If you scored 0-3, probably don’t leave town just yet – there’s a few things AllBrand can definitely help improve for you. From 4-7, your rig is getting close to being fully ready to take whatever the great open road throws at it, but there are still some things which should be addressed to help you get the most of your rig. If you scored 8 or 9, congratulations! Your rig is ready to get out there and do some serious vanning.
A travel refrigerator, also known as a portable refrigerator or car fridge, is a compact appliance designed to keep food and beverages cool or frozen while on the go. It is specifically designed for travel, camping, road trips, RVs, boats, and other outdoor activities where access to a traditional refrigerator may be limited.
Travel refrigerators typically use a combination of a compressor, refrigerant, and insulation to cool the interior compartment. The compressor circulates the refrigerant, which absorbs heat from the interior and releases it outside. This process maintains a lower temperature inside the refrigerator, keeping the contents cool.
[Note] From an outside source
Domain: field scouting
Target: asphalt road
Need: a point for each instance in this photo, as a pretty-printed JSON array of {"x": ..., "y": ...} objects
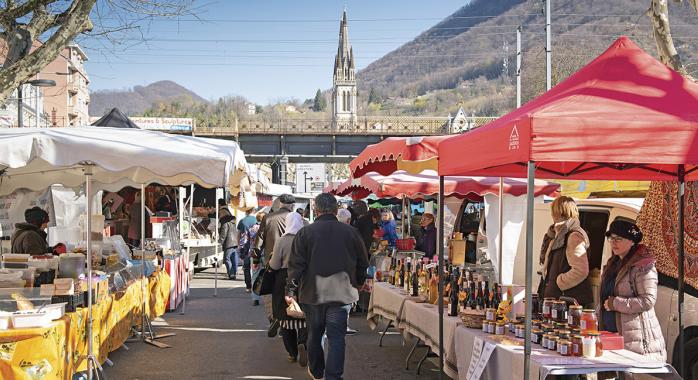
[{"x": 225, "y": 337}]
Travel refrigerators can be powered by various sources, including:
- 12-volt DC power: They can be directly connected to the vehicle’s cigarette lighter socket or auxiliary power outlet.
- 110-240-volt AC power: Some models come with an AC adapter, allowing them to be plugged into standard wall outlets.
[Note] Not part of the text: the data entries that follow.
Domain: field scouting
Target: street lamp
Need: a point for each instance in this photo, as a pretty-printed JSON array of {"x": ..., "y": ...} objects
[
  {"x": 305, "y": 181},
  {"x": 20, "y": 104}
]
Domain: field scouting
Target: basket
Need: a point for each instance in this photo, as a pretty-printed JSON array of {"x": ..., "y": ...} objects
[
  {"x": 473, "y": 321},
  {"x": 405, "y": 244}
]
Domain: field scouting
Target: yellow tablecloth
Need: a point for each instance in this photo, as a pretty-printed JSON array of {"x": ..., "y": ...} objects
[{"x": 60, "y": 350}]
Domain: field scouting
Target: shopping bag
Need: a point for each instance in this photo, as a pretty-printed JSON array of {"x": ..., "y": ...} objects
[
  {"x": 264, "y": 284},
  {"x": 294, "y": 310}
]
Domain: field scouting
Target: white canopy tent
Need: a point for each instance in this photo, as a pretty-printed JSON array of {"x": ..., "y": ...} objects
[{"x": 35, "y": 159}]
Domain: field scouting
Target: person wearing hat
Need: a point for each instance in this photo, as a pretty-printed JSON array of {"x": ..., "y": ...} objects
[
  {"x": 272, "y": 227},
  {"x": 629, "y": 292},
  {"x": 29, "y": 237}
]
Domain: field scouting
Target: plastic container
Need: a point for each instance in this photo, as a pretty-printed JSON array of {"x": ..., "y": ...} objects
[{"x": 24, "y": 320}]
- Dual power: Certain models offer both 12-volt DC and 110-240-volt AC compatibility, providing flexibility for different power sources.
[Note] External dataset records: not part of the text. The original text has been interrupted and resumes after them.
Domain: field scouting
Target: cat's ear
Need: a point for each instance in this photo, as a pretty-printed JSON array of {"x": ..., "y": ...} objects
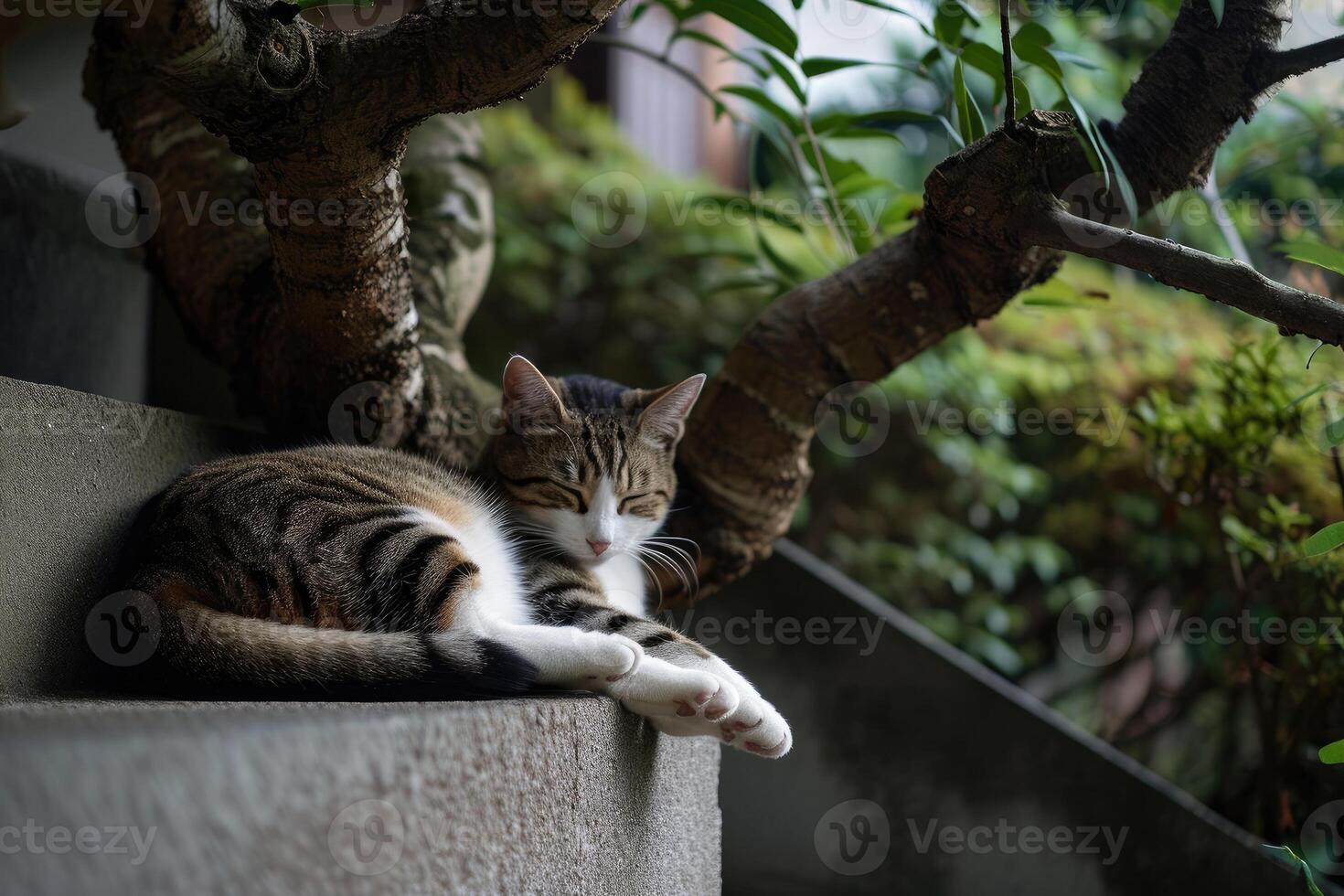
[
  {"x": 529, "y": 402},
  {"x": 664, "y": 418}
]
Travel refrigerators come in a range of sizes to suit different needs. Common sizes include 15 to 45 liters (approximately 0.5 to 1.6 cubic feet). Smaller sizes are ideal for personal use or short trips, while larger sizes can accommodate more food and beverages for extended periods.
Yes, many travel refrigerators have a freezing function or a temperature range that allows them to freeze items. However, it’s important to check the specifications of the specific model you’re interested in to ensure it has the freezing capabilities you need.
The noise level of travel refrigerators can vary depending on the model and manufacturer. Some units operate quietly, while others may produce a low level of noise due to the compressor and fan operation. It’s a good idea to read customer reviews and specifications to get an idea of the noise level before purchasing.
Most travel refrigerators are designed to operate continuously as long as they have a power source. However, it’s important to consider the power draw and the capacity of your power source, especially if you’re using the refrigerator in a vehicle or a battery-powered setup. Running the refrigerator for extended periods without the engine running may drain the vehicle’s battery.